In conclusion, we propose that S100A12 may serve as a therapeutic target for future drug development for chronic inflammatory disorders – from autoimmunity to atherosclerosis. There are several potential strategies to attenuate S100A12 mediated cell dysfunction: (1) blocking RAGE signaling using small molecules specific for S100A12-RAGE binding and signaling; (2) limiting access of S100A12 to its target binding proteins (RAGE, Nox1, and likely others) using a decoy protein such as soluble RAGE; (3) identification of novel S100A12 binding compounds to inhibit access to other target binding proteins; (4) effective intracellular antioxidant compounds to prevent S100A12 induced ROS production.

Our view of atherosclerosis as a chronic inflammatory disease has evolved in the last 30 years.

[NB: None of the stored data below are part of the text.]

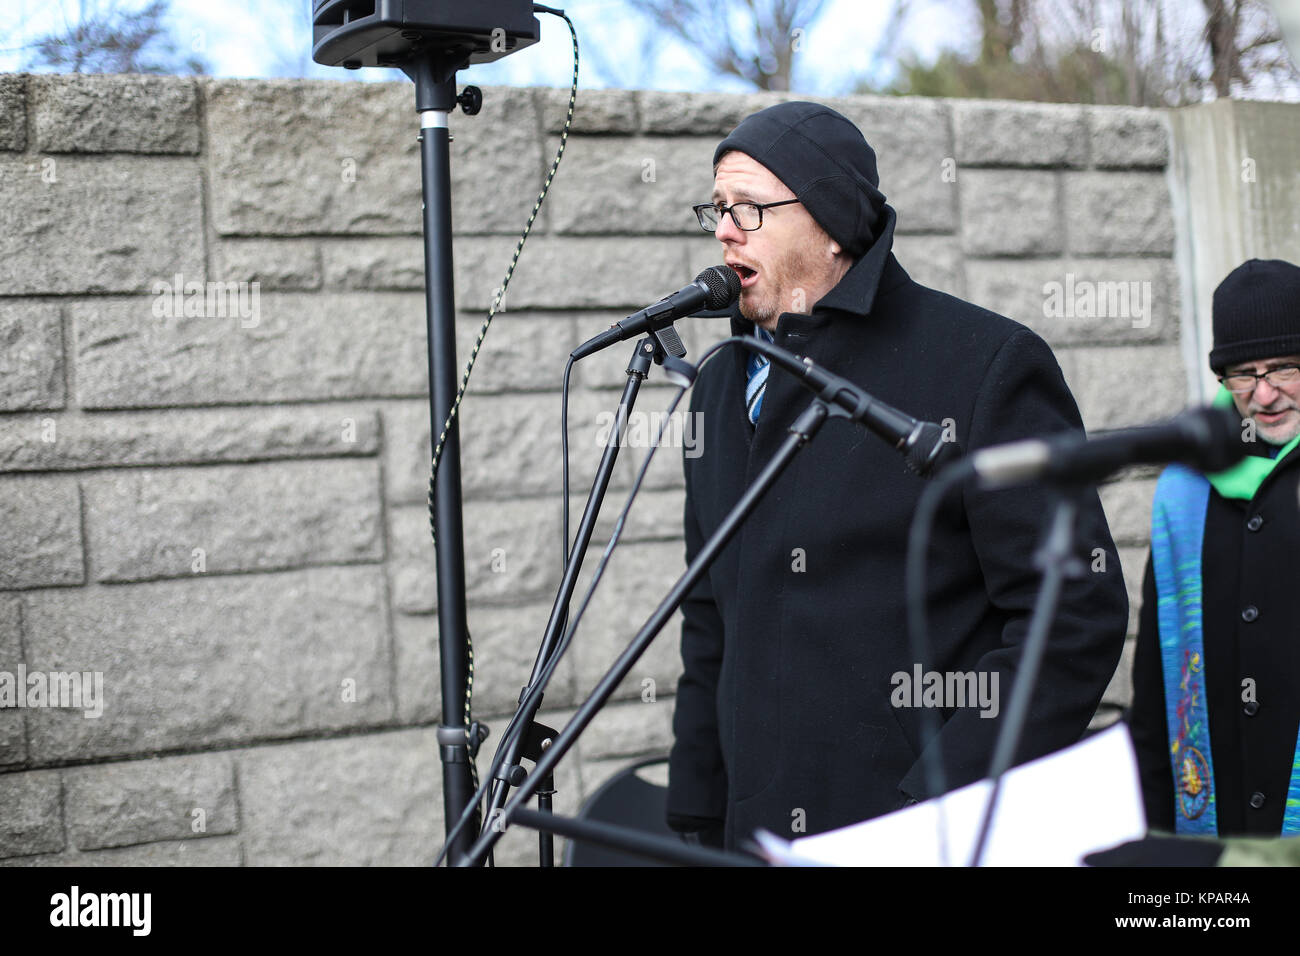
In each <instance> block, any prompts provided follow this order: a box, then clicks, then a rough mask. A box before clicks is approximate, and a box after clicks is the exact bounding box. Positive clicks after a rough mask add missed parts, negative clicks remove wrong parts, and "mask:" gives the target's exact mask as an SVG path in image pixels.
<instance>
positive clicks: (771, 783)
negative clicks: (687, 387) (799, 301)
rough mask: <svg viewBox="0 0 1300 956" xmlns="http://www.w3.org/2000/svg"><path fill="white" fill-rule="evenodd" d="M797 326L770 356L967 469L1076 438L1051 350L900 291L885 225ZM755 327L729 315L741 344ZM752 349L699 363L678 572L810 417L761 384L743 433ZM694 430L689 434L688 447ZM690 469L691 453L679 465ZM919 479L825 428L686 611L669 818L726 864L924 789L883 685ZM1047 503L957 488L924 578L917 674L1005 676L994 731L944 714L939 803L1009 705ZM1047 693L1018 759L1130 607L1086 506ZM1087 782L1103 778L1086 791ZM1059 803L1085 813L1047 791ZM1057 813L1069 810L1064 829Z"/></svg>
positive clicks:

However it is remarkable that our clinical armamentatrium to treat atherosclerosis targets mostly the treatment of hypertension, hyperlipidemia and other cardiovascular risk factors, yet no specific “anti-inflammatory” drugs are available for the treatment of atherosclerosis. We will await eagerly the results of two recently launched clinical trials, where the immunoneutralizing antibody against IL-1β Canakinumab will be given to patients with stable coronary artery disease and elevated hsCRP (=Cantos trial), and a second trial investigating a lower dose of the immune-modulatory drug methotrexate (10 mg/week) in diabetic patients with coronary artery disease (=Cardiovascular Inflammation Reduction trial, CIRT) [31]. Both trials may address the question if inflammation itself could be pharmacologically targeted to attenuate atherosclerosis. Further, these trials may be a key test of the relevance to successful therapeutic interventions in atherosclerotic mice to the human condition [32].